When I was younger, I watched a documentary about zoo keepers and how they train large wild animals. One thing that has always stuck with me is the story of how they raise baby elephants in captivity.
No, I haven't been watching too much Animal Planet, I promise I'm going somewhere with this.
As a baby, an elephant born in captivity is shackled by the ankle and chained to a large steel spike driven deep into the ground. The chain length is always the same and baby elephants don't yet have the weight or strength required to break free.
The young elephant will struggle against this tether every day in the yard until it learns that whenever a shackle is put around its ankle, it may only travel a particular distance.

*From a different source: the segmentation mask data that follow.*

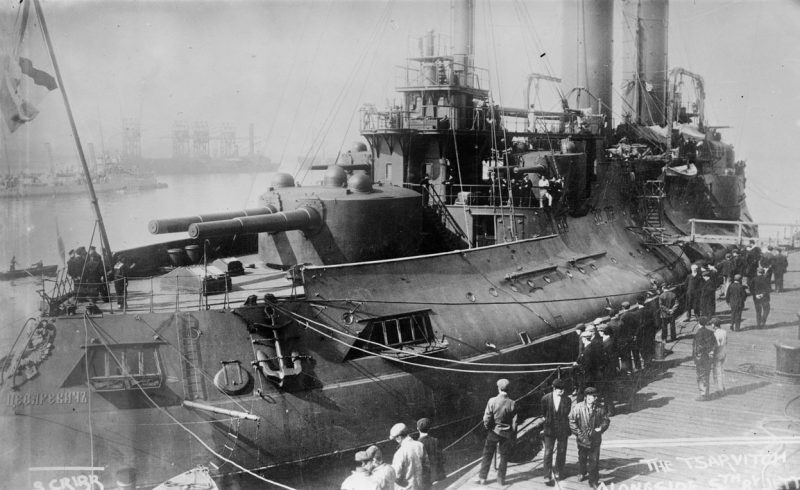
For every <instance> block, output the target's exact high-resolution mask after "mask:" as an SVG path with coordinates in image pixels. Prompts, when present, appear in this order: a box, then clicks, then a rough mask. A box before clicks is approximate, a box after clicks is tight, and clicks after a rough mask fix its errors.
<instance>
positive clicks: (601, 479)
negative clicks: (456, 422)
mask: <svg viewBox="0 0 800 490" xmlns="http://www.w3.org/2000/svg"><path fill="white" fill-rule="evenodd" d="M785 286H786V290H785V292H783V293H780V294H777V293H775V292H773V293H772V295H771V312H770V315H769V320H768V322H767V326H766V328H763V329H755V328H754V326H755V310H754V308H753V303H752V300H751V299H750V298H748V300H747V304H746V309H745V311H744V313H743V324H742V327H743V330H742V331H739V332H730V331H729V335H728V355H727V360H726V363H725V386H726V392H725V394H724V395H723V396H716V397H714V396H712V399H711V400H709V401H698V400H696V399H697V398H698V395H699V392H698V388H697V382H696V373H695V367H694V362H693V360H692V357H691V350H692V336H693V334H694V331H695V329H696V328H697V324H696V323H695V322H694V321H688V322H687V321H685V317H682V318H680V319H679V322H678V324H677V326H678V329H679V334H680V336H679V339H678V341H677V342H674V343H668V344H667V346H666V347H667V349H666V356H665V359H664V360H663V361H660V362H657V363H655V364H656V365H655V366H654V367H653V368H652V369H651V370H650V371H648V372H647V373H645V374H642V375H640V376H638V377H637V379H629V380H625V381H624V386H625V388H626V389H627V393H628V395H629V396H627V397H625V398H626V399H624V400H623V403H618V404H617V409H616V412H615V414H614V415H613V416H612V417H611V425H610V427H609V429H608V431H607V432H606V433H605V434H604V436H603V443H602V446H601V452H600V482H601V484H600V485H599V488H608V489H617V490H633V489H665V490H666V489H708V488H719V489H751V490H752V489H779V488H780V489H783V488H800V379H798V378H797V377H792V376H786V375H781V374H777V373H776V372H775V371H776V367H777V366H778V360H777V356H776V351H777V348H776V344H786V345H791V344H792V343H793V342H794V343H795V345H796V346H798V348H800V341H799V340H798V339H799V338H800V325H798V320H800V316H798V315H800V313H798V312H799V311H800V308H799V307H798V299H800V253H792V254H789V272H787V274H786V276H785ZM717 312H718V316H719V317H720V319H721V320H722V322H723V328H725V329H726V330H730V325H729V313H730V310H729V308H728V306H727V304H725V302H724V301H723V302H719V303H718V304H717ZM796 362H798V361H797V358H795V363H796ZM794 367H795V368H798V367H800V366H794ZM784 369H785V366H784ZM791 371H793V372H797V371H795V370H794V369H793V370H791ZM712 382H713V381H712ZM712 387H713V385H712ZM577 460H578V450H577V445H576V443H575V438H574V437H570V439H569V444H568V451H567V463H566V466H565V468H564V475H562V480H559V481H558V482H557V484H556V485H554V486H551V487H549V486H546V485H545V483H544V477H543V470H542V451H538V452H537V453H536V454H535V456H534V457H533V458H532V459H531V460H529V461H527V462H524V463H519V464H515V463H509V466H508V472H507V476H506V485H505V486H502V487H501V486H500V485H499V483H498V482H497V477H496V473H495V471H494V469H492V470H490V471H489V477H488V479H487V484H486V485H479V484H478V481H477V478H478V476H477V475H478V470H479V466H480V462H479V461H473V462H472V463H470V464H468V465H466V466H464V467H463V468H461V469H460V470H458V471H456V472H454V473H452V474H451V475H449V477H448V479H447V480H445V481H443V482H440V483H439V484H438V485H437V487H436V488H437V489H438V490H442V489H445V488H446V489H464V490H469V489H478V488H519V489H536V488H558V489H562V490H567V489H570V490H572V489H584V488H589V485H588V482H586V481H584V482H581V481H579V480H580V473H579V471H580V470H579V468H578V462H577Z"/></svg>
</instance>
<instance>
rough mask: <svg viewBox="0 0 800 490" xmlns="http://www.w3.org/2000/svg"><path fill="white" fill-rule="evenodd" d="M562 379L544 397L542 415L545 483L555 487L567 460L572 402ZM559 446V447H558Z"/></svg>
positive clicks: (541, 408) (560, 475)
mask: <svg viewBox="0 0 800 490" xmlns="http://www.w3.org/2000/svg"><path fill="white" fill-rule="evenodd" d="M564 387H565V383H564V380H562V379H560V378H559V379H555V380H553V391H551V392H550V393H548V394H546V395H545V396H543V397H542V401H541V414H542V417H543V418H544V424H543V425H542V435H543V436H544V482H545V484H546V485H547V486H553V485H554V484H555V483H554V482H553V479H556V480H560V479H561V473H562V471H563V470H564V462H565V461H566V459H567V439H569V435H570V428H569V412H570V410H571V409H572V400H571V399H570V397H568V396H566V395H565V394H564ZM556 444H557V445H556ZM554 448H555V449H556V468H555V471H553V449H554Z"/></svg>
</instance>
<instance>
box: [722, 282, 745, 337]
mask: <svg viewBox="0 0 800 490" xmlns="http://www.w3.org/2000/svg"><path fill="white" fill-rule="evenodd" d="M745 299H747V288H746V287H745V286H744V285H743V284H742V275H741V274H736V275H734V276H733V282H732V283H731V285H730V287H729V288H728V292H727V293H725V301H727V303H728V305H729V306H730V307H731V331H733V332H737V331H739V329H741V328H742V310H743V309H744V300H745Z"/></svg>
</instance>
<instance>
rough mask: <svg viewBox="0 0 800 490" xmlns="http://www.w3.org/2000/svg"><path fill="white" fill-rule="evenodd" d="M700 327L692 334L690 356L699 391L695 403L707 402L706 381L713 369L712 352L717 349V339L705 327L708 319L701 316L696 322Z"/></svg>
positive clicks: (707, 389)
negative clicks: (699, 394)
mask: <svg viewBox="0 0 800 490" xmlns="http://www.w3.org/2000/svg"><path fill="white" fill-rule="evenodd" d="M697 321H698V323H699V324H700V327H699V328H698V329H697V332H696V333H695V334H694V343H693V344H692V355H693V356H694V366H695V369H696V370H697V388H698V389H699V390H700V397H699V398H697V401H706V400H708V394H709V393H708V389H709V386H708V379H709V377H710V376H711V368H712V367H713V364H712V363H713V359H714V351H715V350H716V348H717V338H716V337H714V333H713V332H712V331H711V330H710V329H709V328H708V327H707V324H708V318H707V317H704V316H701V317H700V318H699V319H698V320H697Z"/></svg>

Soon there's no struggle at all. It becomes accustomed to this "reality". Just seeing or feeling the shackle and chain is enough for the growing elephant to accept this limitation of its mobility as fact. The elephant's reality and subsequent actions have become a product of its environment.
As the elephant matures, zoo-keepers remove the heavy chains and replace them with a light rope and a movable wooden stake so they may show the elephant to crowds in multiple locations.

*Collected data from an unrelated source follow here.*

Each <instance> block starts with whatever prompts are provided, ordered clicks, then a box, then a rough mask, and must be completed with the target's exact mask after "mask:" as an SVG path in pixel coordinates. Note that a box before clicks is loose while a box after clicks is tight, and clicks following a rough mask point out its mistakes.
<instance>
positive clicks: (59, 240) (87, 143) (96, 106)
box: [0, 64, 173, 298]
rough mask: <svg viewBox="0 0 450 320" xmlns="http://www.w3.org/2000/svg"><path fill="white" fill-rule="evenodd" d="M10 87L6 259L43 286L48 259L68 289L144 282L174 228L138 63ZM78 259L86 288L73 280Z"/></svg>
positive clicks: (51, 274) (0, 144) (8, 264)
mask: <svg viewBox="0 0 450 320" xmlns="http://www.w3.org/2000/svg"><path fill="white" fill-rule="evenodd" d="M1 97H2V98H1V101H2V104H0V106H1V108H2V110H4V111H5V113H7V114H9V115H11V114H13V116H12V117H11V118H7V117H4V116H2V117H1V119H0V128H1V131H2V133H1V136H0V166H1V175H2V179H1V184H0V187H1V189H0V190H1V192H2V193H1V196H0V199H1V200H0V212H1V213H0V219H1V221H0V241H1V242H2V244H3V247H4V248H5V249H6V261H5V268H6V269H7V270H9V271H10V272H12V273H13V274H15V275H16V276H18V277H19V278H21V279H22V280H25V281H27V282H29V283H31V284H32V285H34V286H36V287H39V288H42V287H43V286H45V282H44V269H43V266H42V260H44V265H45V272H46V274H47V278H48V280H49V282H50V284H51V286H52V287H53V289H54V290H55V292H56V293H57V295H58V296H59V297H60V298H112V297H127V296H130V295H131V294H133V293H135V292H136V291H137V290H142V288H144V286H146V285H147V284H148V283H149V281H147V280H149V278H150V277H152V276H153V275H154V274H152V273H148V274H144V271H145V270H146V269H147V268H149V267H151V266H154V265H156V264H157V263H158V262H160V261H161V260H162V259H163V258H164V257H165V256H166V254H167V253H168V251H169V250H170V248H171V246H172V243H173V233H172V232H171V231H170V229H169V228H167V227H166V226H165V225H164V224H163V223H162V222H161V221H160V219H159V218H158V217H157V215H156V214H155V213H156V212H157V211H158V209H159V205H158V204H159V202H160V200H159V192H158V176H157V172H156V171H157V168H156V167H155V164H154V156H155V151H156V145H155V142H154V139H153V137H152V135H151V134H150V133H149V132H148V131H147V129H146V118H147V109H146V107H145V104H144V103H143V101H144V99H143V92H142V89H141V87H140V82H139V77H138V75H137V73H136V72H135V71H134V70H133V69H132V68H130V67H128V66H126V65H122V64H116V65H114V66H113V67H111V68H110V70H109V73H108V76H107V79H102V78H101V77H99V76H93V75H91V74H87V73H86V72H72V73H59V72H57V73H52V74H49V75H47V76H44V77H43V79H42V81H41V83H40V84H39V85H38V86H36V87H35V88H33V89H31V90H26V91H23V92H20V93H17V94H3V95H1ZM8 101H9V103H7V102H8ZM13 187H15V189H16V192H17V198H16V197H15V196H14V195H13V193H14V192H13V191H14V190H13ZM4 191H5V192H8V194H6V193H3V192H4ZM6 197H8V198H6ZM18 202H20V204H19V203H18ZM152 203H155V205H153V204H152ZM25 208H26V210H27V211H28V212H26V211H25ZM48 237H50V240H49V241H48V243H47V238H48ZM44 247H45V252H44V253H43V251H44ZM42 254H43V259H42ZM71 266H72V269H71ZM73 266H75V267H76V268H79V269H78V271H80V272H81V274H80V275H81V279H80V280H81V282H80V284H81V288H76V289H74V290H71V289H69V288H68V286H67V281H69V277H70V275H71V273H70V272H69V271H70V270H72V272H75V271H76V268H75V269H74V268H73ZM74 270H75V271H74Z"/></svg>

The fully grown adult elephant has more than enough power to pull free of the rope and peg but the programming of the ankle shackle is so absolute, so totally ingrained in its behaviour, that the elephant never bothers to try.
I find that sad.
For the past few months, my leg hasn't been fitting right. Not to worry, this is a normal part of the progression and they're building me a new one as we speak, but in the meantime, I've had a lot to put up with.
My old socket is HUGE on my leg, allowing my stump to bump and grind with each step. This causes me pain. I can generally fix that with a few extra socks for padding but throughout the day that changes, meaning more pain until I can get my "supplies" to sort it out.
Over the last few weeks, I've been limiting my walking and activities. I accepted the programming and allowed myself become fearful of standing and/or walking. I felt like my ill-fitting leg was a limitation that I couldn't control.
It's important to realize that most "limitations" are self-imposed. Sure, they have their foundations in past personal experience: a failed first attempt, a bad experience, a repeated put-down, etc, but for the most part, they are the product of a self-fulfilling prophecy.
In my case, it was inconvenient to have to carry around extra supplies and to take the time needed to correct the problem so I wasn't taking care of the pain when it came on. Pain made me cranky. I stopped getting up because I knew it would hurt. I was even avoiding walking around at the office.
My limitation had nothing to do with my leg and everything to do with my attitude. I've since corrected my thinking and given myself a few good kicks to the head as punishment. Really I did -- it's easy when you have a detachable left leg!
We all have the power to change our situations rather than accept them. We need to recognize obstacles for their reality, not for what we perceive them to be.
Ask yourself: are you being held back by a bit of rope and a wooden peg?